Jeder, der eine Immobilie besitzt oder demnächst erwerben will, sollte sich zumindest ein wenig mit den Grundpfeilern des Baurechts auskennen. Verkompliziert wird das Ganze jedoch dadurch, dass viele Verordnungen auf Bundeslandebene greifen. Meist geben sogar einzelne Gemeinden noch einmal gesonderte Regeln vor. Wie Sie trotzdem stets den Überblick im Paragrafendschungel behalten und was wo geregelt ist, erfahren Sie hier.

Definition: Was versteht man unter Baurecht?

Ein Hammer und ein Schlüssel, was besagt das Baurecht?

Das deutsche Baurecht umfasst eine Vielzahl von Normen und Regelungen, die an den unterschiedlichsten Stellen definiert sind. So geht es beim Bauordnungsrecht darum, ob der jeweilige Boden überhaupt bebaubar ist – und wenn ja, in welcher Form. Zudem gibt es Vorgaben rund um die Gestaltung, Sicherheit und Energieeffizienz von Immobilien. Schließlich umfasst das Baurecht auch rechtliche Beziehungen zwischen Parteien: Beauftragen Sie etwa einen Architekten mit der Bauplanung, so greifen hierfür die Grundregeln des Bauvertragsrechts.

Das Baurecht wird in 2 Bereiche unterteilt: das private und das öffentliche Baurecht.

Öffentliches Baurecht: Bauplanungs- und Bauordnungsrecht

Zum öffentlichen Baurecht gehören alle Vorschriften, die sich direkt auf die bauliche Nutzung von Boden beziehen. Vereinfacht gesagt bedeutet dies: Das öffentliche Baurecht regelt, ob und wie gebaut werden kann. Im Vordergrund steht hierbei die Abwehr von Gefahren: So beschäftigen sich Experten im Rahmen des Bauordnungsrechts unter anderem mit Fragen rund um Statik, Verkehrssicherheit und Brandschutz.

Neben dem Bauordnungsrecht umfasst das öffentliche Baurecht auch das Bauplanungsrecht. Hier geht es weniger um die Gefahrenabwehr, sondern vielmehr um die langfristige Bauplanung, die eine geordnete und nachhaltige Stadtentwicklung ermöglicht. Regelungen zur Bauplanung finden sich unter anderem in dem Baugesetzbuch (BauGB), der Baunutzungsverordnung (BauNVO) sowie in den städtischen Bebauungs- und Flächennutzungsplänen.

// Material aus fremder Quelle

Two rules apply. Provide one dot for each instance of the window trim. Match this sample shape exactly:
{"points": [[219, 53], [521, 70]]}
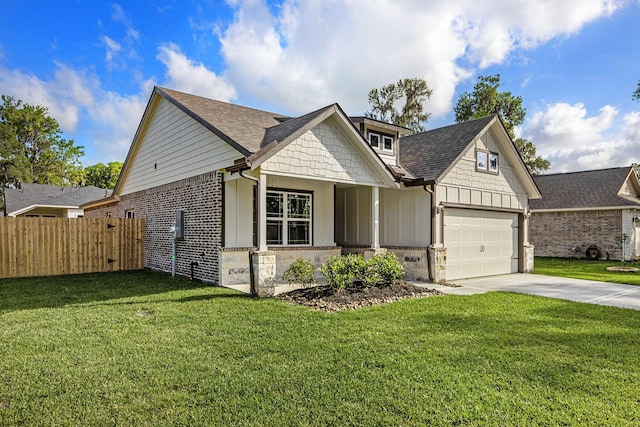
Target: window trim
{"points": [[488, 157], [377, 136], [285, 216], [382, 138]]}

Privates Baurecht: rechtliche Beziehungen zwischen Menschen

Das private Baurecht regelt rechtliche Beziehungen zwischen Menschen. Hierunter fallen beispielsweise sämtliche Verträge, die Sie als Bauherr mit Auftragnehmern wie Handwerkern, Bauträgern oder Architekten schließen. Die wichtigsten Regelungen rund um Verträge allgemein finden Sie im Bürgerlichen Gesetzbuch (BGB). Darüber hinaus können für spezielle Verträge noch detailliertere Regeln greifen: So definiert die Honorarordnung für Architekten und Ingenieure (HOAI) beispielsweise Minimal- und Maximalhonorarsätze.

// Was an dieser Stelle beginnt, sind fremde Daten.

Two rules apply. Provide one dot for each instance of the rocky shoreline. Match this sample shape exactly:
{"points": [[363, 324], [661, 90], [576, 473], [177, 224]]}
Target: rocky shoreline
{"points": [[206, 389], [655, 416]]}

Welche baurechtlichen Regelungen sind wo zu finden?

Leider gibt es kein einzelnes Gesetzbuch, das Sie aufschlagen können, wenn Sie baurechtliche Fragen haben. Stattdessen gibt es zahlreiche verschiedene Regelwerke, die sich jeweils mit unterschiedlichen baurechtlichen Aspekten beschäftigen. Dazu zählen unter anderem die folgenden.

Landesbauordnung

Die Landesbauordnungen der einzelnen Bundesländer geben unter anderem vor, welche Mindestabstände zum Nachbargrundstück eingehalten werden müssen und wie hoch die Grenzbepflanzung maximal sein darf.

An diese Regeln sollten Sie sich zwingend halten: Stellt Ihr Nachbar etwa fest, dass die geltenden Abstandsregeln durch Ihren Überbau verletzt werden, so kann er dies der Bauaufsicht melden und eine sogenannte Verpflichtungsklage erheben. Die zuständige Behörde sieht sich den Fall dann an und kann Sie gegebenenfalls dazu auffordern, den Überbau wieder zu entfernen – und das auf eigene Kosten.

Flächennutzungsplan

Im Flächennutzungsplan hält die Gemeinde grobe Regelungen zur langfristig angestrebten städtebaulichen Entwicklung fest. Darin steht beispielsweise, ob ein bestimmter Bereich als Wohn-, Gewerbe- oder Mischgebiet geplant ist.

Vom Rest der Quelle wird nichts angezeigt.